MINOT, N.D. — It's summertime, and that means the scorching weather is coming.
Yet our electrical grids may not be prepared for what's coming.
North Dakota is served by two power grids. One is the Midcontinent Independent System Operator, and the other is the Southwest Power Pool, and both have been flagged as being at risk for blackouts when summer energy demand spikes.
The ratings come from the North American Electric Reliability Corporation, and they see MISO at "high risk" for blackouts while the SPP is at "elevated risk."
The plans our power suppliers have for dealing with this situation might make you angry. It boils down to asking power customers such as hospitals to go off the grid and rely on their backup generators.
ADVERTISEMENT
“In a case where demand would be pushing its limit, we can call on them to take them off our system and they would go to their backup,” Mark Hanson, spokesperson for Montana-Dakota Utilities, told KFYR television last month .
That's our plan, folks. Move the sick people onto generators.

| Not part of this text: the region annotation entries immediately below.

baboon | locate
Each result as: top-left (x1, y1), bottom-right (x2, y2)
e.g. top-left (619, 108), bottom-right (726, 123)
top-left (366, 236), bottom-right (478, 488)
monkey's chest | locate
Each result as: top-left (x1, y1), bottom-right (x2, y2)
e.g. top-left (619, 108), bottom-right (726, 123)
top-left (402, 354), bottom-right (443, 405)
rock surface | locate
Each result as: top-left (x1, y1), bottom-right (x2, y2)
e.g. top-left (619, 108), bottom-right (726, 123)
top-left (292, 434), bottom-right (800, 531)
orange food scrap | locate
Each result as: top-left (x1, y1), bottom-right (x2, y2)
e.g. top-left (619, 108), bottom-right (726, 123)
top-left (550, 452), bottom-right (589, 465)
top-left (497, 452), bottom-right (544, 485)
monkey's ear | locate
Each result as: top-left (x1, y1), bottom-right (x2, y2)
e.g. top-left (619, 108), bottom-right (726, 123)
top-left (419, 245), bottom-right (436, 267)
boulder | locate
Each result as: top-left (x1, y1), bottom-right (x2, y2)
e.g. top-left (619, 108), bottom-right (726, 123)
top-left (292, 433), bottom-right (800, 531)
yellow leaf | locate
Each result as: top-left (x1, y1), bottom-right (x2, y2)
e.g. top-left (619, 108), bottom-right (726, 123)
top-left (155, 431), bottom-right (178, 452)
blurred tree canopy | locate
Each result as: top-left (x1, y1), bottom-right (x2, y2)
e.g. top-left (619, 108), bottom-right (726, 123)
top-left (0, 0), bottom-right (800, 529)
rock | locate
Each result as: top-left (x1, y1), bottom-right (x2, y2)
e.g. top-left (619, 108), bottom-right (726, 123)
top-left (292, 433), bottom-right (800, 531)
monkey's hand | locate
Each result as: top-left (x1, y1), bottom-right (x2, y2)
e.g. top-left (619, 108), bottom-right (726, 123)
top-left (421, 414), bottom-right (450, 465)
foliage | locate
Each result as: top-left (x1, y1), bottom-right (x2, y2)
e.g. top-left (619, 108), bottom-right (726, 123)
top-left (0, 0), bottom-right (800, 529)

How likely is that turn of events? We're always told that it's unlikely, but it sure seems like it's all a lot more likely now than in the past, doesn't it? Blackouts caused not by natural disasters or tragic accidents but plain old supply shortages are, increasingly, a part of American life.
It's not couth in many political circles to talk about how we've reached this juncture, but it's staring us in the face. The political campaign to eliminate dispatchable, base load energy sources like coal and nuclear power has made us too dependent on energy produced by the weather.
"When you’re dependent on the weather for generating the electricity and have less dispatchable, you’re going to have tighter markets and you’re going to have times where you have a greater threat of having to have rolling blackouts,” North Dakota Public Service Commissioner Julie Fedorchak has said , noting that we've been too hasty in shutting down coal power.
This has us spending more for power even as reliability declines.
Pay more, get less.
Hell of a deal, isn't it?
ADVERTISEMENT

And remember, but for an extraordinary campaign to save Coal Creek Station, North Dakota's largest coal-fired power plant, we'd be in worse shape. It was scheduled to be shut down and replaced by wind energy . When it was saved, John Weeda, director of North Dakota's Transmission Authority, said the folks at MISO, the grid Coal Creek serves, breathed a "sigh of relief."
Why are we playing this ugly game of chicken with blackouts? Politics.
Many would have you believe that economics are driving this change, but that's not reality. Coal prices are soaring alongside demand for coal-fired energy.
Our problem, as is so often the case, is politicians and bureaucrats putting their fingers on the scale to produce a politically-favored outcome, and as usually happens when politicians go mucking about in economic matters, the end result is higher prices and shortages.